Volatility Corner – “Liberation Day”

The April 2nd “Liberation Day” tariff announcements triggered a sharp sell-off in global stock markets and fueled a dramatic spike in equity market volatility. As shown below, this marks the second time in less than a year that the CBOE Volatility Index (VIX) has surged above 60, underscoring the market’s heightened sensitivity to trade policy shifts.

As we noted following the August spike, the journey from 15 to 65 on the VIX and back to 15 occurred over just 18 trading days, during which the S&P 500 dropped nearly 10% before rallying to a new all-time high by mid-September. Unlike the well-defined causes of the August disruption—primarily the unwind of Yen carry and index dispersion trades—we suspect this time may be different.

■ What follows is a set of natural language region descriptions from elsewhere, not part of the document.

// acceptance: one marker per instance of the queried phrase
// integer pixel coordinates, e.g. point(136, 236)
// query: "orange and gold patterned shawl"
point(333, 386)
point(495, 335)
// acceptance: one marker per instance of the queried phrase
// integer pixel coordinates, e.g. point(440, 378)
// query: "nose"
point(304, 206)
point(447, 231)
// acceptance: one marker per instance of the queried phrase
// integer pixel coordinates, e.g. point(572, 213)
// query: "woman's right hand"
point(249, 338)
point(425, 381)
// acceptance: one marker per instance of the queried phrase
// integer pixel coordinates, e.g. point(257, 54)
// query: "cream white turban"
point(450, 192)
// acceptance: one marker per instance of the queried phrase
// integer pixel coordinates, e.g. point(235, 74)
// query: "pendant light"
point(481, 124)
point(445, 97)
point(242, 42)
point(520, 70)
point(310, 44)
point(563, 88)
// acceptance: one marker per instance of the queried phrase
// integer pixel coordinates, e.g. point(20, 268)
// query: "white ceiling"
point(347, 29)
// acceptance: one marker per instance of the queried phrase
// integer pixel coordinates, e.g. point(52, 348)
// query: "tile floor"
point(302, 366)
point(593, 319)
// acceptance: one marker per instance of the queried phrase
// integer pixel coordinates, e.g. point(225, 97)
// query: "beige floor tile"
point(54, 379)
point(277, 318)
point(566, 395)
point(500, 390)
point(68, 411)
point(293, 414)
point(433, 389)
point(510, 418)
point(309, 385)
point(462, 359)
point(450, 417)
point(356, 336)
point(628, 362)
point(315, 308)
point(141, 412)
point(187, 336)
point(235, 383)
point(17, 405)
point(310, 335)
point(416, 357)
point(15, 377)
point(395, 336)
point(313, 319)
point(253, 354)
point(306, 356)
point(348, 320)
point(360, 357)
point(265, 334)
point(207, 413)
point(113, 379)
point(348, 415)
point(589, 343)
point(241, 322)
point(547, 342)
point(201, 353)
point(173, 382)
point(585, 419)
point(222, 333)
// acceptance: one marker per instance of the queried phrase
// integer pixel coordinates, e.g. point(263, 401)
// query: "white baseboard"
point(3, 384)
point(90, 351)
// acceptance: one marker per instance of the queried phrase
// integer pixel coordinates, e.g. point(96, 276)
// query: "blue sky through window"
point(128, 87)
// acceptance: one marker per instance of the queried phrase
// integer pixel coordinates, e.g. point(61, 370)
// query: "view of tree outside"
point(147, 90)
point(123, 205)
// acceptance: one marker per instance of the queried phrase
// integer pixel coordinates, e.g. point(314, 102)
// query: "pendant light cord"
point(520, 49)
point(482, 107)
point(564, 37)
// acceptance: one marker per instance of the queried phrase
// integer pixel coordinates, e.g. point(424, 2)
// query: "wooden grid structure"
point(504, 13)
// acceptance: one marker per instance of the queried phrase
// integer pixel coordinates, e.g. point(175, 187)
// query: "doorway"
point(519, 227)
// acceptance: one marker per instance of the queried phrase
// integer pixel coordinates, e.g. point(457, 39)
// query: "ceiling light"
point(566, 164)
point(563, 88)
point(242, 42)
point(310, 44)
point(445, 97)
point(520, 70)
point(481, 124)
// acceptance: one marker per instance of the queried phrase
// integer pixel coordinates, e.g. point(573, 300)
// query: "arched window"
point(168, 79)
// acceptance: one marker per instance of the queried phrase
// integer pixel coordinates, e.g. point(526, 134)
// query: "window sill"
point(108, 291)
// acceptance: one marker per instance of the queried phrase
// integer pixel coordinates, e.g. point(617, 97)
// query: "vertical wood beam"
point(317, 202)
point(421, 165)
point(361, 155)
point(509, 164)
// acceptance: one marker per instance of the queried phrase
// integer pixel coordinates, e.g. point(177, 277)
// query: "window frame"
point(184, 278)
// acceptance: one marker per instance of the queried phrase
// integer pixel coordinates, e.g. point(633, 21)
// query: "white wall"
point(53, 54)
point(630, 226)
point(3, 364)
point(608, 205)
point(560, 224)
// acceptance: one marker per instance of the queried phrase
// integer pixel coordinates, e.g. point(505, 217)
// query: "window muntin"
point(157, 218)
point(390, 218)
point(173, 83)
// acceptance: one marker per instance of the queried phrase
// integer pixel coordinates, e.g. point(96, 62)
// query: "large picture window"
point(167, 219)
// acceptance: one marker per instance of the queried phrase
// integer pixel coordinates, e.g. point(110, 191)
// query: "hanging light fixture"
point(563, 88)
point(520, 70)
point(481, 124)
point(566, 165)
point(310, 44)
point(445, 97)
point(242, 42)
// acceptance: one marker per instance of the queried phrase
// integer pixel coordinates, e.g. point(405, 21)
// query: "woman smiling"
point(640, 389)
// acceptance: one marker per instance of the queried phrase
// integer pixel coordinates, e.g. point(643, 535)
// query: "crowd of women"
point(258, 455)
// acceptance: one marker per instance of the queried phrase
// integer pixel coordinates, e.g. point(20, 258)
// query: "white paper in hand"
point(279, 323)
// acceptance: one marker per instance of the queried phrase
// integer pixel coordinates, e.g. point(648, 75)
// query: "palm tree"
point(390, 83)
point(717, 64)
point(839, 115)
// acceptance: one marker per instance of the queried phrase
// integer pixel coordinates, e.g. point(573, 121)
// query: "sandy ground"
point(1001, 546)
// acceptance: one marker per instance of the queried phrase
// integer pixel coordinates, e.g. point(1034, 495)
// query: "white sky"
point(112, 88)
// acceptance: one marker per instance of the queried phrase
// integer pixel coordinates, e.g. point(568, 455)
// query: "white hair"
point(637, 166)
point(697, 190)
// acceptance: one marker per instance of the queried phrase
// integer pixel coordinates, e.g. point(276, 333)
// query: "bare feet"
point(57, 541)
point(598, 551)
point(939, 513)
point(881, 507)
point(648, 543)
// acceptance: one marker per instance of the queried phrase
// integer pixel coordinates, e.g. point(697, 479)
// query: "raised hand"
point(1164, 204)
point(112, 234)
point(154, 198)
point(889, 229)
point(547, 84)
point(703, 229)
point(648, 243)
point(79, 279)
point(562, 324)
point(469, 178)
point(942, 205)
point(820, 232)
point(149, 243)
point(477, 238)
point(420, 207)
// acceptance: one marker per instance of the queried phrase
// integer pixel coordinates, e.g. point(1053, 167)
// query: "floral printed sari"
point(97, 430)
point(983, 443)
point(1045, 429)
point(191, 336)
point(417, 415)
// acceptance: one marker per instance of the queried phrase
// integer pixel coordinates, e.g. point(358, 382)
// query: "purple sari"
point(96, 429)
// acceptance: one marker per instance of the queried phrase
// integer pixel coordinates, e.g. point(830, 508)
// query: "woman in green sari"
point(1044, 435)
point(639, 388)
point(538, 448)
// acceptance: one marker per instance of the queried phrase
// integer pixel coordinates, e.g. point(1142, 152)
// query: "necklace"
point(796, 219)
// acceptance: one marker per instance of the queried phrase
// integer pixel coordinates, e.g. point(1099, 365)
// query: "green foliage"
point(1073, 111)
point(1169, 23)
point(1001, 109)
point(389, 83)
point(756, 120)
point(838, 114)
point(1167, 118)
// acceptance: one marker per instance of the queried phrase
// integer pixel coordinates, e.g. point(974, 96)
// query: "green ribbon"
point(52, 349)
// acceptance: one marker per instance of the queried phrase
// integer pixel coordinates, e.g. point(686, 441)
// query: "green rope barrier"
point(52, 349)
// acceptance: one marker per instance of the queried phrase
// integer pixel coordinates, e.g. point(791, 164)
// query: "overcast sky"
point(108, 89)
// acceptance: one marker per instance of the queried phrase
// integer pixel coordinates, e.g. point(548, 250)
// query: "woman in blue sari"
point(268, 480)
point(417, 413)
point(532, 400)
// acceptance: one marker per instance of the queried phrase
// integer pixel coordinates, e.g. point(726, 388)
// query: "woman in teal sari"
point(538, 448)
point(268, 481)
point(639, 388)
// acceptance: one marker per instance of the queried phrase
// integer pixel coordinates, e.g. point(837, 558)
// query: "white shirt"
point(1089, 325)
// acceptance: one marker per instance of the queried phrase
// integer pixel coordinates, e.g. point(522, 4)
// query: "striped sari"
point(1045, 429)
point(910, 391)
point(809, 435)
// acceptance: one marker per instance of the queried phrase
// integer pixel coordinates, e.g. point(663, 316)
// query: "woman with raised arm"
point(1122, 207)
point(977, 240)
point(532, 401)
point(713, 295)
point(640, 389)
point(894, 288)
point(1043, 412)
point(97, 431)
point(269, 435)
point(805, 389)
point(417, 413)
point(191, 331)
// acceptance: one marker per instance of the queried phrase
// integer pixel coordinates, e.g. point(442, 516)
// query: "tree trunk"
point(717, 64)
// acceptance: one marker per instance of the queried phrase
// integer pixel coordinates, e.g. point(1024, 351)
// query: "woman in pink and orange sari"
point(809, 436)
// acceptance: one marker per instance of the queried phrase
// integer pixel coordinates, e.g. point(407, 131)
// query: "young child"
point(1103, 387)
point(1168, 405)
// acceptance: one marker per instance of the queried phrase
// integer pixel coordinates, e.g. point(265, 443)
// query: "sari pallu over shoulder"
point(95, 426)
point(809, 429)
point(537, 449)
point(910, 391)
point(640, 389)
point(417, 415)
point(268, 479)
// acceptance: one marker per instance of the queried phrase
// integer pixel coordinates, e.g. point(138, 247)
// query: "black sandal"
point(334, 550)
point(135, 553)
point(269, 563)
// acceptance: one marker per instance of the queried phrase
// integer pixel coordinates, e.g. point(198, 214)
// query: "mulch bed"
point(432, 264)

One of the critical dynamics we are monitoring is the shape of the VIX futures term structure and the spread between the spot VIX and those futures contracts. Typically, when equity markets are bullish, the term structure slopes upward, with the spot VIX sitting below all of the contracts. However, as shown below, the futures are currently in backwardation (downward sloping), with the spot VIX trading at a significant premium. While an equity market rebound is possible from current levels, the term structure must return to a more normalized state before we can sound the “all-clear.”

Maintaining a diversified portfolio across asset classes remains essential for navigating today’s market volatility. Staying invested and avoiding reactionary decisions during periods of uncertainty continues to be a cornerstone of long-term success, particularly as geopolitical tensions and heightened tariff uncertainties play out.

Each investor's risk tolerance and objectives are unique, so we encourage you to consult with your financial advisor, especially during these turbulent times, to assess how this information might affect your overall investment strategy.